Herewith predictions of Mercman:-

Tottenham Hotspur 2 Manchester City 0
Charlton Athletic 1 Everton 1
Portsmouth 2 Blackburn Rovers 1
Sunderland 1 Fulham 1
Wigan Athletic 2 Birmingham City 2
Aston Villa 2 West Bromwich Albion 1
Chelsea 3 West Ham United 0
Liverpool 2 Bolton Wanderers 0
Middlesborough 2 Newcastle United 1
Manchester United 1 Arsenal 1


----------



## Gizmo750 (Sep 16, 2004)

Vic,

Are you counting the Sunderland v Fulham game as 0 - 1?

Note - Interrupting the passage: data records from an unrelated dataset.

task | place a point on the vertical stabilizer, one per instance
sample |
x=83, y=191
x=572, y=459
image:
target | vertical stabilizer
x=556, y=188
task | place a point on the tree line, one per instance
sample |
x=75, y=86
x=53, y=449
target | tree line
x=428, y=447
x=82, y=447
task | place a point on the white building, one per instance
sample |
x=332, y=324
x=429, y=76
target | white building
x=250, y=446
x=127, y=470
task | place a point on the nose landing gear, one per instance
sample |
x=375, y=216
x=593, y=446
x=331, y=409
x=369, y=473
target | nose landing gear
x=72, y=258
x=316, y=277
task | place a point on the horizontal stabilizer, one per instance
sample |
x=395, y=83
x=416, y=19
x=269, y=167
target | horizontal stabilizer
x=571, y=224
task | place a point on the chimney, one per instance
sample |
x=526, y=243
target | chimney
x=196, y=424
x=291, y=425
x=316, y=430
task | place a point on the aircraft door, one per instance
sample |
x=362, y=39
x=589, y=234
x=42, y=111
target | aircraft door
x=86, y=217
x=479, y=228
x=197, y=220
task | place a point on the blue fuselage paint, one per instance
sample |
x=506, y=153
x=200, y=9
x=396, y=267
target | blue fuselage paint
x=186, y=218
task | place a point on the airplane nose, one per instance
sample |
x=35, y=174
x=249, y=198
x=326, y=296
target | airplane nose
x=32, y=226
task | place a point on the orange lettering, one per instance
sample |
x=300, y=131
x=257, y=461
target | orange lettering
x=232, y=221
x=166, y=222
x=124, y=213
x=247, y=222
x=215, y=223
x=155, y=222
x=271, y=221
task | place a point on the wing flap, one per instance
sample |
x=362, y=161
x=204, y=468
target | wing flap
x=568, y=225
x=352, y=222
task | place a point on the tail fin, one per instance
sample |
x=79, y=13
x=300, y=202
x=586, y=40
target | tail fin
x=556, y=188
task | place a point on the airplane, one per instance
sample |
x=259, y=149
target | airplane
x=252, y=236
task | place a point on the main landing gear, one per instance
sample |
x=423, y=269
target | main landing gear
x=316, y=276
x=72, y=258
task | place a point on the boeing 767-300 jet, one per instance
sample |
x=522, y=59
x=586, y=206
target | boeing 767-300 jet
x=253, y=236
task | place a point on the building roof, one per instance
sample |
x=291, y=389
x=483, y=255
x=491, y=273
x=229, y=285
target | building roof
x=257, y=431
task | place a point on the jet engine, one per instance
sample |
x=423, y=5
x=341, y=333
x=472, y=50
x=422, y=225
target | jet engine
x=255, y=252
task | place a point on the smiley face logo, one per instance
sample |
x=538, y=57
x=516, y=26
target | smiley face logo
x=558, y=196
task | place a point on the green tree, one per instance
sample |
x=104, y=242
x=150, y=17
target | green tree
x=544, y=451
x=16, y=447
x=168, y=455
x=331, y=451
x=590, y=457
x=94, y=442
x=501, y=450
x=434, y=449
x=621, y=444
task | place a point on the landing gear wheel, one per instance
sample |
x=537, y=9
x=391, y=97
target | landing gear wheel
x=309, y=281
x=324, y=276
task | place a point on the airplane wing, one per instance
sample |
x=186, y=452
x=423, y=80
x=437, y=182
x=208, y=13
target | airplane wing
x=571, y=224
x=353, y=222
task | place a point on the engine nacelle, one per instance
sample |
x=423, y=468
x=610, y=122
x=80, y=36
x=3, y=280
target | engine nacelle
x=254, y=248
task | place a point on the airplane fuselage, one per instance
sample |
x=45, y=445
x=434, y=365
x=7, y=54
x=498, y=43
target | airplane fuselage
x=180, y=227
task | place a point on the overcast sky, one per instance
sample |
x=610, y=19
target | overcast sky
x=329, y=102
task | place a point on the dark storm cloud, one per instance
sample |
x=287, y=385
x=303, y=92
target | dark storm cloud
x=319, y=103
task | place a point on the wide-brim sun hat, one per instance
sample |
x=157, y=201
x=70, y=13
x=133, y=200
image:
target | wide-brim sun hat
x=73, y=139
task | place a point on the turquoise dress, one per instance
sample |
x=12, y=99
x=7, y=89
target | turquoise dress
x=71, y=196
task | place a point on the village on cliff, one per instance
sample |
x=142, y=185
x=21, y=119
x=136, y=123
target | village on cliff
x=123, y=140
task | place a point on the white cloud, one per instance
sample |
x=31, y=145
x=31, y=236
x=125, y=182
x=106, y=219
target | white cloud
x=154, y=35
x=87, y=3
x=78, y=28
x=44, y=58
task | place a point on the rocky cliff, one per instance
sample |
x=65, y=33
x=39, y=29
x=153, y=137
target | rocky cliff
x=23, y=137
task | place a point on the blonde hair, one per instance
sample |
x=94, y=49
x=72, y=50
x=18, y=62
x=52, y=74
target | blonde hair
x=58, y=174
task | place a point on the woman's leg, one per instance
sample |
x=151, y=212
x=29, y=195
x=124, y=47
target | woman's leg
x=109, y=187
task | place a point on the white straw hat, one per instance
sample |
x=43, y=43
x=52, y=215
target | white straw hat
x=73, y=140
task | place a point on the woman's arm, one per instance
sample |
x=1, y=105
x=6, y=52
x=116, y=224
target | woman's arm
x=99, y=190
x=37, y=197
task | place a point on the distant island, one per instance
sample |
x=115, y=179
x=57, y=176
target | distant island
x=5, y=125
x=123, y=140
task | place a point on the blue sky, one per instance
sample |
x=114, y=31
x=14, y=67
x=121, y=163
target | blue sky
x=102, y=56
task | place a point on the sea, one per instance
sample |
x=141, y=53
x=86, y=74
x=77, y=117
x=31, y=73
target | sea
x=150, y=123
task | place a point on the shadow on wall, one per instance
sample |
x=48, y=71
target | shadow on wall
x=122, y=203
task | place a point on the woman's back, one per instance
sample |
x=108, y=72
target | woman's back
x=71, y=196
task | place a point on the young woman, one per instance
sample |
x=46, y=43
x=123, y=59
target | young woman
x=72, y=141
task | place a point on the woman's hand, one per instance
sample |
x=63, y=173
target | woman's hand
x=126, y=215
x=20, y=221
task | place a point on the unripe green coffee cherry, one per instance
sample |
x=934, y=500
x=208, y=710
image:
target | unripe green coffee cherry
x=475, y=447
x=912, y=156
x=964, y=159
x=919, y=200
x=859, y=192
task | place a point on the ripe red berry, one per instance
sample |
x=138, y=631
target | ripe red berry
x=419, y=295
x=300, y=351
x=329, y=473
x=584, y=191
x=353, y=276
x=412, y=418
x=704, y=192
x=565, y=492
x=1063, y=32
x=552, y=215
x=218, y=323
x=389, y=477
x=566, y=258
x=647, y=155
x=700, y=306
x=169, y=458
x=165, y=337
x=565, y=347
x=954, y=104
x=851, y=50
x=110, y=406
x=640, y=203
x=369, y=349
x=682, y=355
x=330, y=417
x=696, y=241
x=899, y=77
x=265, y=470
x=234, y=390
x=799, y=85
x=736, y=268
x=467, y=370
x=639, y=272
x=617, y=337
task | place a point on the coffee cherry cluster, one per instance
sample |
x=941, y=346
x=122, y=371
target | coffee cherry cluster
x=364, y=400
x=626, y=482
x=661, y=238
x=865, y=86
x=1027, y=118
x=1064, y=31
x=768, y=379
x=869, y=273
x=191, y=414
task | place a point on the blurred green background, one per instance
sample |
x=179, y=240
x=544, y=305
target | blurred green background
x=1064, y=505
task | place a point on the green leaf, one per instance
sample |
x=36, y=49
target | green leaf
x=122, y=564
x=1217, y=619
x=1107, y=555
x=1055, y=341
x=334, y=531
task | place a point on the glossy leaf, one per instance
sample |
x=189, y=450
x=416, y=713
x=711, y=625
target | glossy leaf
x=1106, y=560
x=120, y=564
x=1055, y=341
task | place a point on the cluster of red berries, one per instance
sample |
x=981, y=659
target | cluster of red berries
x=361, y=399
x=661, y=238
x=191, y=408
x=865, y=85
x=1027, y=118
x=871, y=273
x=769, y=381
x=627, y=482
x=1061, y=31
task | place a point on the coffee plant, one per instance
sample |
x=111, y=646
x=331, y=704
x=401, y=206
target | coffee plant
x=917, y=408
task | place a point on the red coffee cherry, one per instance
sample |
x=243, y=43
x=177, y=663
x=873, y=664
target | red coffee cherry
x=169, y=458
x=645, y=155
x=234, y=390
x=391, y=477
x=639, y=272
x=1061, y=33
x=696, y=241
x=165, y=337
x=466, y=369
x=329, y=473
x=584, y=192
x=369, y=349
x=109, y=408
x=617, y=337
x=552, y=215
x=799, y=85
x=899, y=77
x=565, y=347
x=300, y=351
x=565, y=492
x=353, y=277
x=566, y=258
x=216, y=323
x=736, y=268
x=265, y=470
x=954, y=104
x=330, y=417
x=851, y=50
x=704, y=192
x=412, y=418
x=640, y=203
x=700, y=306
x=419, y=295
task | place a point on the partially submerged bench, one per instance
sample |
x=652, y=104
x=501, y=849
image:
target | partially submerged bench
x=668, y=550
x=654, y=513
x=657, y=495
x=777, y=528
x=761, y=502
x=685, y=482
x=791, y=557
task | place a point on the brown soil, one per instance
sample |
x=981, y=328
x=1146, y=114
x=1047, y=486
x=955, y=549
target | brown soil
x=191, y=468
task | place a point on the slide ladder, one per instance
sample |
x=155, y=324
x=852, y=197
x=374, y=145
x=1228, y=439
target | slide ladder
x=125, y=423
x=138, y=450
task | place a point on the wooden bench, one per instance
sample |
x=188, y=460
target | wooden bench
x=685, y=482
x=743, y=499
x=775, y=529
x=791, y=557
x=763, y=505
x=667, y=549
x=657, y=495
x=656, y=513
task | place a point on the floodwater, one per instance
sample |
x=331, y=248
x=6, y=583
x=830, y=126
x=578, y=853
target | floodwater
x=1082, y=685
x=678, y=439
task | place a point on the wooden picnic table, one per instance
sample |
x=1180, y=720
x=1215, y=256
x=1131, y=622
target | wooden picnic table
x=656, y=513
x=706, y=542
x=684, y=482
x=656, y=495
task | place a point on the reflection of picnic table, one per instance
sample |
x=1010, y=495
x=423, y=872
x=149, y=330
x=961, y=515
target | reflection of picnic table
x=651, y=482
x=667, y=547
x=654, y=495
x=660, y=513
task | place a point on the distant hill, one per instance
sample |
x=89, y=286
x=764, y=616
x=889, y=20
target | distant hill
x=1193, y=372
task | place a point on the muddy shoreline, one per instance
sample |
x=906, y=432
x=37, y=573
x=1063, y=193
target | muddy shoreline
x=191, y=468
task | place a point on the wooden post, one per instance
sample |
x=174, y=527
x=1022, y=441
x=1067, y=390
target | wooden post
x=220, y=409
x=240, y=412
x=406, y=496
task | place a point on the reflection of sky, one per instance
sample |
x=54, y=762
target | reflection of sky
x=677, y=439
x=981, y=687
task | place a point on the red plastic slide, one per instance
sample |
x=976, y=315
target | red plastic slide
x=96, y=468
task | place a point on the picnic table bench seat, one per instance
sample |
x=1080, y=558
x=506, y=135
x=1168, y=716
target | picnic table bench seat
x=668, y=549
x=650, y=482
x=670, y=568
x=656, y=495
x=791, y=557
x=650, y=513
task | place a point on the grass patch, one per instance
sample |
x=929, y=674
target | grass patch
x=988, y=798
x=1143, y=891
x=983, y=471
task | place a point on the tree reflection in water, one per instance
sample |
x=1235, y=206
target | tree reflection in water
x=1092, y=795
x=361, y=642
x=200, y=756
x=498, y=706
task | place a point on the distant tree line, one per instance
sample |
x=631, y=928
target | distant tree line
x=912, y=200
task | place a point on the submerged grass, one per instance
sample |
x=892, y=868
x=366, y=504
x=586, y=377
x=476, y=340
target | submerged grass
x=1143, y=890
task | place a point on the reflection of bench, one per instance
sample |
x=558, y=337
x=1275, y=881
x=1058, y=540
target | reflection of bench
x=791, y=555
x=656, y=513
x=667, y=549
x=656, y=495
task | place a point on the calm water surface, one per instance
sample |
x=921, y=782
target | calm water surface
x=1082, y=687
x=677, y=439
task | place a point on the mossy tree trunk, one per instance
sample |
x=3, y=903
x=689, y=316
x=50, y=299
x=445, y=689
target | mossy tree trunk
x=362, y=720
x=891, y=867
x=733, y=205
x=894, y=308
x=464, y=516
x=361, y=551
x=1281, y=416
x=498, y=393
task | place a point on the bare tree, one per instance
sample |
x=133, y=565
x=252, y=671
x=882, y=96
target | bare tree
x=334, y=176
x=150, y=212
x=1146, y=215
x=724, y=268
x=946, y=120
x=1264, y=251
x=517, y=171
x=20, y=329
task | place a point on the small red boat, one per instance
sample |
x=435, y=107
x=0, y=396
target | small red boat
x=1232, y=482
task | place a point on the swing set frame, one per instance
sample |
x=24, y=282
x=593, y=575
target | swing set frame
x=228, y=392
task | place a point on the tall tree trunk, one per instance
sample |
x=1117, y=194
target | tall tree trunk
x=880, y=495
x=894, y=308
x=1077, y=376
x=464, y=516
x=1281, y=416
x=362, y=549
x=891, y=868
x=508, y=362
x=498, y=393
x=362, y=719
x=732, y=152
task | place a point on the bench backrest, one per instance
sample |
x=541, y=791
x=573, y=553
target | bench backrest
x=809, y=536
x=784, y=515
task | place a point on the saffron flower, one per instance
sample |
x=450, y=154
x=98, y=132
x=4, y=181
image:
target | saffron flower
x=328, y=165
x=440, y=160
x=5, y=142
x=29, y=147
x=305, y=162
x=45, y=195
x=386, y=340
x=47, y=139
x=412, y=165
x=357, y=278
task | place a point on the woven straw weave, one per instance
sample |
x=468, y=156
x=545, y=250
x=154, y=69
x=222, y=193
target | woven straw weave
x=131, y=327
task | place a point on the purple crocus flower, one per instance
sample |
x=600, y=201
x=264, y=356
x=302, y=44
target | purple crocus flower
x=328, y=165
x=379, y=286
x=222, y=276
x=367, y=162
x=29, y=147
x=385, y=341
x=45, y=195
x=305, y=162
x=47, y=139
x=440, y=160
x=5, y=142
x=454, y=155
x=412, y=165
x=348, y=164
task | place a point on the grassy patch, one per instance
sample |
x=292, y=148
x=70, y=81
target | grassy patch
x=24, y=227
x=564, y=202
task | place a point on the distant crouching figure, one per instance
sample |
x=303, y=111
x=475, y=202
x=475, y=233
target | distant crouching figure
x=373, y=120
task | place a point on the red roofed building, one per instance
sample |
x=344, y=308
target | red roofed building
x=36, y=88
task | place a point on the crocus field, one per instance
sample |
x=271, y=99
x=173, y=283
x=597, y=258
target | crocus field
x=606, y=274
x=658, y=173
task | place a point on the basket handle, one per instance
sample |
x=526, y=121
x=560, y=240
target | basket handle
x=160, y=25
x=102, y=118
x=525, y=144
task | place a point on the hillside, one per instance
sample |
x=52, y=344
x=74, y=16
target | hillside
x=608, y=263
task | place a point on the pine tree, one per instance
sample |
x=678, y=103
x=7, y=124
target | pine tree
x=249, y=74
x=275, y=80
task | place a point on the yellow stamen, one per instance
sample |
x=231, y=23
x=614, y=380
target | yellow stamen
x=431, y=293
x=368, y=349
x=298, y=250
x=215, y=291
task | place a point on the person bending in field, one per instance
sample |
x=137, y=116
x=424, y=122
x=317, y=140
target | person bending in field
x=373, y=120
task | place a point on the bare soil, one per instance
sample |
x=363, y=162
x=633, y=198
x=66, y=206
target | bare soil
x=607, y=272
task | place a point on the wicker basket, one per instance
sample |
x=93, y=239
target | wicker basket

Or is it going down as a void game?


----------



## NickP (May 6, 2002)

Gizmo750 said:


> Vic,
> 
> Are you counting the Sunderland v Fulham game as 0 - 1?
> 
> Or is it going down as a void game?


Got to be a void game I reckon


----------



## Gizmo750 (Sep 16, 2004)

NickP said:


> Gizmo750 said:
> 
> 
> > Vic,
> ...


Thought you might, personally I think the result should stand - funny that eh :wink: :lol:


----------



## genocidalduck (May 19, 2005)

I'm pretty happy with the score standing


----------



## jonah (Aug 17, 2002)

Gizmo750 said:


> NickP said:
> 
> 
> > Gizmo750 said:
> ...


I'm with Nick :wink: Has to be Void :?


----------



## ttvic (Jul 4, 2003)

Re Sunderland v Fulham I am going to award everyone 4 points.


----------